ECLI:NL:GHAMS:2017:3627

Gerechtshof Amsterdam

Datum uitspraak
14 april 2017
Publicatiedatum
10 september 2017
Zaaknummer
23-000939-16
Instantie
Gerechtshof Amsterdam
Type
Uitspraak
Rechtsgebied
Strafrecht
Procedures
  • Hoger beroep
Vindplaatsen
  • Rechtspraak.nl
AI samenvatting door LexboostAutomatisch gegenereerd

Hoger beroep inzake bijstandsuitkeringsfraude en de ontvankelijkheid van het Openbaar Ministerie

In deze zaak heeft het gerechtshof Amsterdam op 14 april 2017 uitspraak gedaan in hoger beroep tegen een vonnis van de politierechter in de rechtbank Amsterdam. De verdachte, geboren in 1966, werd beschuldigd van bijstandsuitkeringsfraude, waarbij hij in de periode van 1 januari 2010 tot en met 23 september 2014 opzettelijk heeft nagelaten om tijdig de benodigde gegevens te verstrekken aan de Dienst Werk en Inkomen te Amsterdam. Dit gebeurde in strijd met artikel 17 van de Wet werk en bijstand. De verdachte had niet op het uitkeringsadres verbleven, wat hij had moeten melden, en dit kon strekken tot bevoordeling van zichzelf of een ander.

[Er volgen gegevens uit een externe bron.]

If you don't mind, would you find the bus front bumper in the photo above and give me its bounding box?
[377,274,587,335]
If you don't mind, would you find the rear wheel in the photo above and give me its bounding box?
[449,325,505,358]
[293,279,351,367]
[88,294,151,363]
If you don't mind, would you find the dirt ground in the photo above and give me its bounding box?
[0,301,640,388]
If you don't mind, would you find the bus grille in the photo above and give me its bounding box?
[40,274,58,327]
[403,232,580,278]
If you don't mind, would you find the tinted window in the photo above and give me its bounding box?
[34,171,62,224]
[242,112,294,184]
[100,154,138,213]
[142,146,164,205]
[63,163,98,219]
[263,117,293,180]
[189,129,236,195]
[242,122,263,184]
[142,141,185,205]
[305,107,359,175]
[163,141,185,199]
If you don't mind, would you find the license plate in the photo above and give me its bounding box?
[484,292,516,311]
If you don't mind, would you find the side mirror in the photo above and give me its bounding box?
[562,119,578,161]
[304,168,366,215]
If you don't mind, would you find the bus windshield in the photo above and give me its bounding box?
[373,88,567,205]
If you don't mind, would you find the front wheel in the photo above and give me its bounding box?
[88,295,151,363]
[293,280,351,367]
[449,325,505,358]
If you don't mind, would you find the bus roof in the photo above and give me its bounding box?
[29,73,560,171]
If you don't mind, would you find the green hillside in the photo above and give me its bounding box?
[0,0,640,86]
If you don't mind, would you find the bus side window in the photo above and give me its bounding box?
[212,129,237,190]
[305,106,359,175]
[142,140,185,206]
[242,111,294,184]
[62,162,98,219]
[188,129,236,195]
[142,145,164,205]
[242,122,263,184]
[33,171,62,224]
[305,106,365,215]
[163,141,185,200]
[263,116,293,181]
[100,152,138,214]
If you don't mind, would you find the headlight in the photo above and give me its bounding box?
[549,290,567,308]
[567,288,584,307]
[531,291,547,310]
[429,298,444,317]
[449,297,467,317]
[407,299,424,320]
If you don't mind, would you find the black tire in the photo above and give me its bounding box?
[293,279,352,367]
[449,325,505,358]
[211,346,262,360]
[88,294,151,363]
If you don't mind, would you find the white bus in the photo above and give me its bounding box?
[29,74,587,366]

Tijdens de zitting op 31 maart 2017 heeft het hof kennisgenomen van de vordering van de advocaat-generaal en de verdediging. De verdediging voerde aan dat het Openbaar Ministerie niet-ontvankelijk verklaard moest worden, omdat de vervolging in strijd zou zijn met de Richtlijn voor strafvordering sociale zekerheidsfraude. Het hof oordeelde echter dat de vervolging op basis van het benadelingsbedrag van € 65.709,58 gerechtvaardigd was, aangezien dit bedrag boven de grens van € 50.000 ligt die voor strafrechtelijke vervolging geldt.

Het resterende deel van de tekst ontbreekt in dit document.